Further, when speaking of the glorious prophecies for the Christian church the author is quick (see notes on Jeremiah 33ff) to point out this doesn’t apply to Christians but to Jews today. This is an example of letting post-Holocaust guilt determine exegesis. 

• The authors generally have a negative image of “the male.” Like all feminists they see in every passage an example of masculine social structures being destroyed. While it is true many passages do reverse the social orders, not every passage does and to keep maintaining it is reading conclusions into the text. 

It gets worse, though. The authors of both Luke and Acts see (correctly) that the Christian image of the Trinity is masculine (later thinkers were to draw the conclusion that the monarchia of the Father assumes a political monarchy as the ideal on earth). This is an example where post-liberals are far more honest readers of Scripture than American evangelicals. The liberal realizes the monarchical (i.e., in the Cappadocian and not Sabellian sense) see Basil the Great and Gregory of Nazianzus) implications of the ancient doctrine of the Trinity, and thus rejects it. She doesn’t reject the Trinity, per se, but reworks it around postmodern and feminist categories. She will answer to God for that, but at least she perceives the implications of the text far more clearly than evangelicals.

Conclusion

There are a few let downs with this bible (aside from the unbelieving problems listed above). The first is the joke of a translation that is the New Revised Standard. While it captures English grammatical mores nicely, even the most jaded feminist (forgive the redundancy) has to admit that the text reads in a wooden and blocky fashion. The King James Version created the modern English language, of that there is no argument. Even later revisions to the King James implicitly kept much of the syntax and wording of familiar and beloved passages. The NRSV utterly destroys this. 

I didn’t expect all the notes to be equally good, and I don’t begrudge the editors that decision. In many ways, though, the thought and format of this study bible is far inferior to the bibles that had Bruce Metzger as the editor. Metzger always had interesting (if wrong) articles on the nature of Biblical scholarship, the canon, and the formation of the Biblical text. This study bible has no articles on the canon (which remains a gaping hole), but it does have a decent article on the formation of the text. Of course, there is the mandatory article on the superiority of feminist criticism. (What the feminist doesn’t realize is that given her emphasis on “suspicion” and “critique,” I, too, can employ the same suspicion and critique on her article and on that basis render it false. Deconstructionism devours itself).
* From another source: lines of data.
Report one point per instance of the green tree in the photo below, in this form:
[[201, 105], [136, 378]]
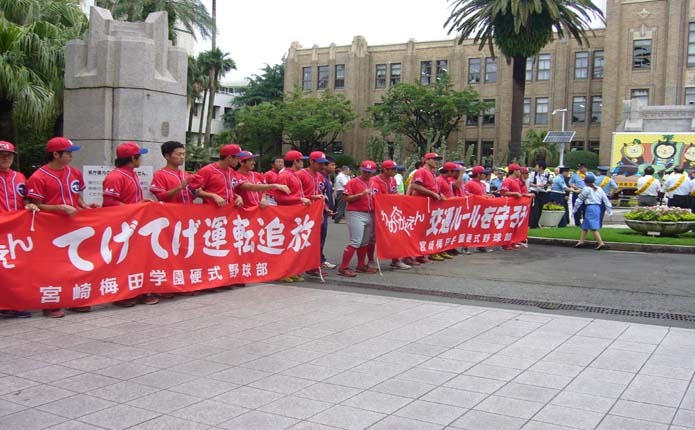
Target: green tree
[[520, 28], [420, 111], [268, 87], [191, 14], [33, 34], [315, 122]]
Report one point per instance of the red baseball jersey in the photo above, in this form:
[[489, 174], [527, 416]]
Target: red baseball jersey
[[13, 190], [251, 198], [56, 187], [217, 180], [363, 204], [123, 184], [166, 179], [383, 185], [289, 177]]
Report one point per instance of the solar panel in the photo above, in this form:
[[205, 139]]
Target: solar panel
[[559, 137]]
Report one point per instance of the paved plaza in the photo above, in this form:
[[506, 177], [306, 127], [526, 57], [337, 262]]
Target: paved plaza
[[279, 356]]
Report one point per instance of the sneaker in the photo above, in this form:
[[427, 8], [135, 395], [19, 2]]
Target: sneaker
[[400, 265], [16, 314], [53, 313], [347, 272]]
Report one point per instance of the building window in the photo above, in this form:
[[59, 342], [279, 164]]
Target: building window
[[489, 114], [579, 109], [380, 76], [322, 82], [598, 65], [425, 72], [641, 94], [474, 70], [543, 67], [527, 112], [596, 108], [529, 69], [395, 73], [541, 110], [490, 69], [306, 78], [581, 65], [442, 67], [339, 76], [641, 54], [689, 96]]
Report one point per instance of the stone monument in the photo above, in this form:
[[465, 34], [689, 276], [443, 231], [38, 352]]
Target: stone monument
[[124, 82]]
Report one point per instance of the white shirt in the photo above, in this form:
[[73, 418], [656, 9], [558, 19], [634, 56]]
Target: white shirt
[[653, 189]]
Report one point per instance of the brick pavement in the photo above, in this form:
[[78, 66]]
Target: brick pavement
[[275, 357]]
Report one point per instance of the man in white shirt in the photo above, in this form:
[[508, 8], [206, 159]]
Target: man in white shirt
[[341, 179], [648, 188]]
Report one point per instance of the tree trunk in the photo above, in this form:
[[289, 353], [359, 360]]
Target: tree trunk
[[518, 90]]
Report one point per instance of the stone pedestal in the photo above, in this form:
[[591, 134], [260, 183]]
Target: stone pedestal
[[124, 82]]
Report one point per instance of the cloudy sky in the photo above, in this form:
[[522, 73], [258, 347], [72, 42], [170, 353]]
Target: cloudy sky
[[256, 33]]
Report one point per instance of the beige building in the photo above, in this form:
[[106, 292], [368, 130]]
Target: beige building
[[646, 51]]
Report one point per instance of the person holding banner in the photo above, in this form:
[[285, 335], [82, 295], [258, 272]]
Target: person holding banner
[[170, 183], [56, 187], [359, 196], [13, 190]]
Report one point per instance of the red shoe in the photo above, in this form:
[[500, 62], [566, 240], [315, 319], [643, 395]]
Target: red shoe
[[346, 272]]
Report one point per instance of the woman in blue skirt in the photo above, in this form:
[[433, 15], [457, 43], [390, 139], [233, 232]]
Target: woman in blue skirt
[[592, 197]]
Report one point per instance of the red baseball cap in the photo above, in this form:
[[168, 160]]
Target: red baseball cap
[[7, 147], [388, 164], [61, 144], [294, 156], [432, 156], [129, 149], [450, 165], [318, 157], [368, 166], [246, 155], [230, 149]]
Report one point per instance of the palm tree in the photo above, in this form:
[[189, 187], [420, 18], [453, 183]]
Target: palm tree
[[33, 34], [191, 14], [520, 29]]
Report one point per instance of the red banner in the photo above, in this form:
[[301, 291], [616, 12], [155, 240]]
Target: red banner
[[109, 254], [409, 226]]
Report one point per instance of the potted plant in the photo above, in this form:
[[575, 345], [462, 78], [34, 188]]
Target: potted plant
[[662, 220], [552, 215]]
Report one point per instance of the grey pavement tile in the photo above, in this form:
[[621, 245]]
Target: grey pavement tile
[[643, 411], [119, 417], [295, 407], [209, 412], [568, 417], [123, 391], [510, 407], [256, 420], [475, 383], [454, 397], [479, 420], [36, 395], [204, 388], [30, 419], [249, 397], [377, 402], [612, 422], [348, 418], [164, 401], [436, 413]]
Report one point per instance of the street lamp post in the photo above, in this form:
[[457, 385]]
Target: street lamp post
[[562, 148]]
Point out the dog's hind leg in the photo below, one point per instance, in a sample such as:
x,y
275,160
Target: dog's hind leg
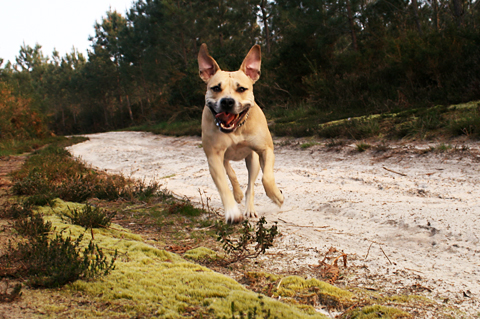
x,y
253,166
267,159
237,191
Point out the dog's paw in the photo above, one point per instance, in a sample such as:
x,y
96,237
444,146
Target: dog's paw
x,y
233,215
238,196
250,213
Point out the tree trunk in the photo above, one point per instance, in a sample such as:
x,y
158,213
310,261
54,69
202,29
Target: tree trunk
x,y
417,19
352,26
458,11
265,25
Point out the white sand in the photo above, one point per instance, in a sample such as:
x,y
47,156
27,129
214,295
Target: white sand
x,y
419,229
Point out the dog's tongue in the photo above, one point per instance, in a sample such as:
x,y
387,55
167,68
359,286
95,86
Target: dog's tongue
x,y
225,117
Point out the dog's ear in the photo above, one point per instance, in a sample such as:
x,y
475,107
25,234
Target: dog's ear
x,y
206,64
251,64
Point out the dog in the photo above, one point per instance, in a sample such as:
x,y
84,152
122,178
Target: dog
x,y
235,128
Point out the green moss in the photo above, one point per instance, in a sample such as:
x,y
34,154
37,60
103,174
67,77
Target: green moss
x,y
150,282
200,253
376,311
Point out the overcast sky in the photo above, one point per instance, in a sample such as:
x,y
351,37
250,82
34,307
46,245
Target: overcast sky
x,y
60,24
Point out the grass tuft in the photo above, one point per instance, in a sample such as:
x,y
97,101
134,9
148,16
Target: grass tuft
x,y
89,217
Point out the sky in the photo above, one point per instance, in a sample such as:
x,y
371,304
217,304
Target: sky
x,y
59,24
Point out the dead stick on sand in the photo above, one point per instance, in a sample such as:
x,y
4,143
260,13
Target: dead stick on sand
x,y
305,226
386,255
385,168
368,251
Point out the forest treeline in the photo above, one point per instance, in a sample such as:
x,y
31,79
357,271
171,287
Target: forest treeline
x,y
346,57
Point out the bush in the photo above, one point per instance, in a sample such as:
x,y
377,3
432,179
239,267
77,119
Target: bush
x,y
89,217
251,242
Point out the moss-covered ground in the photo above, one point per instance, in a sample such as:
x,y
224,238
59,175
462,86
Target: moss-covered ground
x,y
167,266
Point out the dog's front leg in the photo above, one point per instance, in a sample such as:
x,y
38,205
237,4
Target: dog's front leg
x,y
267,159
253,166
217,170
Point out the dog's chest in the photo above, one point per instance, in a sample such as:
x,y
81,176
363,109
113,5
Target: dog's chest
x,y
237,152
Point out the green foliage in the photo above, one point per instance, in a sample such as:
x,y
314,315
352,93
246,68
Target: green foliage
x,y
184,208
89,217
53,262
16,210
52,172
249,243
33,226
323,61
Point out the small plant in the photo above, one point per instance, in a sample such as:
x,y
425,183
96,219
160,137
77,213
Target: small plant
x,y
308,145
89,217
252,313
251,242
15,292
55,262
52,172
16,210
362,147
184,208
442,148
33,226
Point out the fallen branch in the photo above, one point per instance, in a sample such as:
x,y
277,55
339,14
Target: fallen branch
x,y
385,168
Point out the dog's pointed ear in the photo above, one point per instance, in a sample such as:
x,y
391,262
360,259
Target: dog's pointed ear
x,y
251,64
206,64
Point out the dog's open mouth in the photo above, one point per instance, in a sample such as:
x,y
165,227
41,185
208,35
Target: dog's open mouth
x,y
228,122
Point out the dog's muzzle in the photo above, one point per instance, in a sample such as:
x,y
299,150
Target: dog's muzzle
x,y
229,122
226,121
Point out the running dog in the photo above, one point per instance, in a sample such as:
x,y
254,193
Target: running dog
x,y
234,128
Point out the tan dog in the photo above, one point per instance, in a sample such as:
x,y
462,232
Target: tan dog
x,y
235,128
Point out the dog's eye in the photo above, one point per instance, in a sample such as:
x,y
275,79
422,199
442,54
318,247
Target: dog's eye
x,y
216,88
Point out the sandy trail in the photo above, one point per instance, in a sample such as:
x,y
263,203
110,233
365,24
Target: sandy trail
x,y
419,229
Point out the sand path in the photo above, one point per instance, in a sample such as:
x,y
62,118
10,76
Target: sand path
x,y
420,227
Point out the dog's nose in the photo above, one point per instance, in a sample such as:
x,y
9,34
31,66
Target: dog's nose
x,y
227,103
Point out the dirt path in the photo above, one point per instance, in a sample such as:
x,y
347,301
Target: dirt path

Reactions: Like 2 | Informative 2 | Edifying 1


----------



## Dachaser (Feb 9, 2018)

BayouHuguenot said:


> This is the Study Bible for the "strong-independent-woman-who-don't-need-no-man."
> 
> Back in the day the reigning paradigm of unbelief was German higher-criticism reflected in American universities. They reasoned that the supernatural of the Bible was obviously false because 19th century Protestant scholarship had clearly shown it to be so (note the Hegelian presupposition here: we in our moment of history have reached the apex of intellectual history and [only] we get to be the arbiter of what is true or false). Thus, if you looked at the study notes of any particular passage, you would see some learned professor explaining it away on naturalistic grounds. The study bible soon became boring. One could almost anticipate the next note of unbelief.
> 
> ...


This so called Study Bible highlights just how really wrong liberal schaolarship concerning the scriptures is, as the various authors presuppose a definite anti supernatural and low view on inspiration and historical factual truths in the bible.


----------



## RamistThomist (Feb 9, 2018)

Dachaser said:


> This so called Study Bible highlights just how really wrong liberal schaolarship concerning the scriptures is, as the various authors presuppose a definite anti supernatural and low view on inspiration and historical factual truths in the bible.



Old School liberalism, ultimately embodied in the Rockefeller-CIA establishment, while hating Jesus, they still wanted a civilized moral order. Modern liberalism, while hating Jesus, wants to wallow (literally, given what comes out of the National Endowment for the Arts) in low-brow culture.

I don't think they are pure naturalists, though. They realize that a God who can't act in history can't confiscate CIS-male tax dollars.


----------



## Pilgrim (Feb 9, 2018)

BayouHuguenot said:


> And with the use of narrative as a philosophical tool, post-liberals (who still remained leftist and “progressive” in their social morality ) realized a fatal weakness in their forebears: if Scripture is really fake after all, and the supernatural doesn’t happen, how can we call upon a God to take away the wealth of social structures of the middle class conservative American voter? Only a God who really acted in history could confiscate and redistribtute wealth!



Well, because the average middle class American voter still sees the Bible and Jesus as having some authority (even if they are only Christmas and Easter church attenders themselves) the progressives find it useful to quote Matt 5, Matt 25, etc. in an attempt to shame these benighted money loving simpletons into doing right. OTOH, "doing right" with one's sexual organs is a foreign concept, as is the idea that worshipping Jesus isn't the same as worshipping Shiva. The more honest of them will admit this, and they don't really care what god you serve as long as you continue writing checks. Some will outright admit they don't believe a word of the Apostle's Creed but are only a pastrix in the UMC or wherever because they are there to fight the power and break down the strongholds of patriarchy, homophobia, and so on. 

(If you can find patriarchy in the mainline, I'd like to know where it is. Even the "big steeple" big $$ church of my childhood now has no male on staff. The idea has been that in big steeple churches people who were otherwise liberal were less likely to accept a female Sr. pastor.)

Reactions: Like 1


----------



## RamistThomist (Feb 9, 2018)

Always ticks me off when I see, "Jesus was a ________ (Socialist/Republican/Democrat)" when I am like, "Jesus is an autocratic monarchist."


----------